World Bank announces increase in donor funding

The President of the World Bank, Robert
President of the World Bank, Robert Zoellick. Photograph: Ronaldo Schemidt/AFP/Getty Images

Months of rattling the tin for the world's poorest countries has paid off for Robert Zoellick.

For months the president of the World Bank has been worried that the financial pressures on western governments would make them highly reluctant to replenish the International Development Association, the fund that provides grants and soft loans for low-income nations.

But Zoellick was able to announce yesterday that the next three-year IDA round - the 16th since it was set up in the early 1960s - will see an 18% increase in funding to $49.3bn.

In part this is the result of Zoellick and his formidable deputy Ngozi Okonjo-Iweala putting the squeeze on traditional sources of income such as the UK, the US and France. But the bank has also been helped by the strong growth in some of the world's emerging economies, which has enabled some of them to become donors for the first time and others to pay back their IDA loans early.
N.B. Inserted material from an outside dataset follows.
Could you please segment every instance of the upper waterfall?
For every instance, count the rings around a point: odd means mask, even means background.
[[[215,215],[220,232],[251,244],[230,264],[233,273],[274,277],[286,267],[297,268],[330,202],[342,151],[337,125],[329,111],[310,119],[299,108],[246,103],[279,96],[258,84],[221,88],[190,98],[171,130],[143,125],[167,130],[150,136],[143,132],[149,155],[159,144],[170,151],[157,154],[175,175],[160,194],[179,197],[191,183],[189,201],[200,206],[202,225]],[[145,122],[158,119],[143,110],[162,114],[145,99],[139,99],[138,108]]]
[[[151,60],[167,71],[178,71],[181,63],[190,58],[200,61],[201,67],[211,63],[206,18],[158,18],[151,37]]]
Zoellick said yesterday: "The funding pledges show support from an extraordinary global coalition of donors and borrowers, which have come together to ensure that even in these difficult economic times we offer hope and opportunity to the world's poor. This strong level of support is a testimony to IDA's relentless focus on results that bring improvements on the ground for poor people."

But while the bank now has the capacity to provide financial support for 79 poor countries over the next three years - the last complete IDA round before the 2015 deadline to hit the millennium development goals - securing the money is only half the battle. Zoellick talked of immunising 200 million more children, extending health services to more than 30 million people, improving water supplies to 80 million people, recruiting more than 2 million teachers and building 80,000km of new roads.

All well and good, and it has to be said that IDA has a good track record of providing predictable long-term finance. But taxpayers in donor countries have become increasingly hard-nosed about aid during the financial and economic crisis of the past three years, and they will rightly demand full value for money.